Supporting children in Colombia to rebuild their resilience
Photo: War Child
Delivering psychosocial support to Syrian children in Lebanon
Photo: War Child
What are the effects of armed conflict?
War Child works to support the healthy psychosocial development of children and youth living with the consequences of armed conflict. These consequences can take on many forms - including feelings of fear, anxiety, and depression, as well as exposure to physical and sexual exploitation. Yet - with the right support - most children will be able to cope with the adversities they experience.
The resilience of children and youth
Our psychosocial support interventions are designed to enable children and youth to develop their resilience and innate strengths. Participants in our life-skills interventions and structured recreational activities develop increased self-confidence and trust in others. We also work with parents and other key adults in children’s lives to enhance their own wellbeing and their capacity to provide care and psychosocial support to children.

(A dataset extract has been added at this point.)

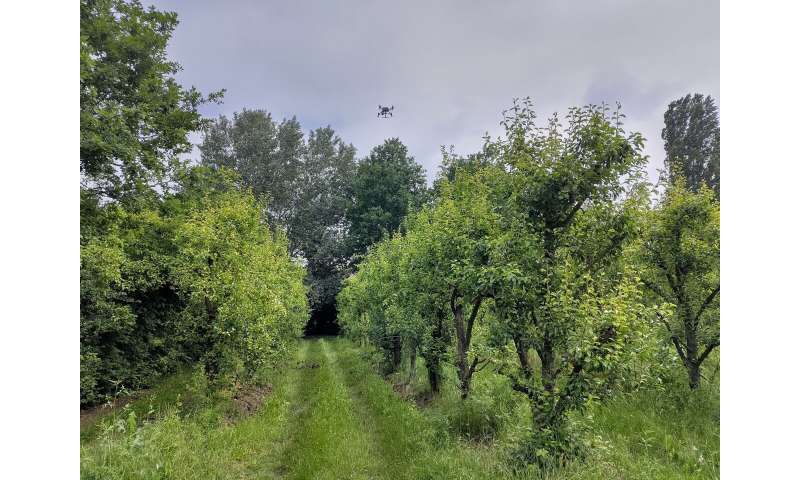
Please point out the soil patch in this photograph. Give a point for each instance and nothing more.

EASE: Early Adolescent Skills for Emotions
For children experiencing enduring distress, World Health Organization - with input from expert organisations such as our - has developed the EASE (Early Adolescent Skills for Emotions) intervention. The intervention is designed to improve the psychosocial wellbeing of children between ten and 14 years of age who experience significant emotional distress.
EASE has been created to be delivered by non-specialist providers in low resource settings. This will not only serve to make quality mental healthcare more readily available wherever young adolescents are in need - it could also help to reduce the global mental healthcare gap.